Pensé en hacerle un cuento.

Pensé hacerlo sobre aquella ocasión en la que, con apenas cuatro años (o seis, ya no recuerdo), viajó a un planeta extraño y volvió sólo para contar la anécdota. También consideré hacerlo sobre esa vez en la que, cual Hércules tercermundista, mató a un león de metal y usó sus dientes para adornar su capa de cuero. Ese disfraz, contradicción ambulante, lo hacía ver malo y desafiante, pero uno llegaba a su sonrisa y sabía que no podía ser así. También recordé aquella ocasión en que subió una montaña para poder salvar a una bonita mujer que era víctima del aburrimiento. Pero ninguna de esas grandes y honorables anécdotas da cuenta de su heroica naturaleza.

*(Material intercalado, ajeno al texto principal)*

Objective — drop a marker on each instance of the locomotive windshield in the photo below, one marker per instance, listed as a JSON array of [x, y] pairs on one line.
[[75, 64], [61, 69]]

Podría contar todos esos cuentos, pero hay algunos menos llamativos, pero más necesarios. De historias no tan grandes, pero igual o más importantes. Cuentos que hablen de lo importante. Sobre aquella ocasión en que lo encontré escudando una flor entre un mar de asalariados sin tiempo. Todos pasaban y usted tenía su flor en su mano, cuidándola mientras me sonreía. Recuerdo cómo me acompañó, sin quererlo, sin saberlo, aquella primera vez en la que me inyecté morfina. Pensé en hacer un cuento sobre esa noche, pero desistí. Me di cuenta que ese material daba para una novela completa. También pensé hacerlo sobre esa vez que me mostró que trabajar con las manos es tan bonito como amar de verdad, o aquella vez en que me enseñó que renunciando al colegio se había inscrito, para nunca retirarse, en la vida real.

También, al menos en algún punto, pensé en sacar el material del cuento de esa memorable última noche de encuentro. En la que durmió en el piso y yo en un colchón. Una noche que pareció de mentiras, pero que pudo haber sido verdad. Como todo lo acá mencionado. Esa noche, como señal de despedida, apostamos. Yo gané y esperar el cumplimiento de la deuda se volvió la esperanza de un improbable nuevo encuentro. Igual no importa. Mejor que no nos volvamos a cruzar.

Evidentemente no pude hacerle el cuento. Muy difícil hacerle un cuento a alguien que parece salido de uno: hace que la línea entre la verdad y la mentira se vuelva más difusa de lo normal. Muchos niveles de narración. Es que aún y si todo lo que acá menciono fuera una mentira (aunque no lo es), igual, en ese escenario tan horrible, sólo su nombre ya lo hace merecedor de un cuento propio. Pero ese no lo menciono acá. Que la gente se lo invente, que le dé contenido a este cuento que no fue.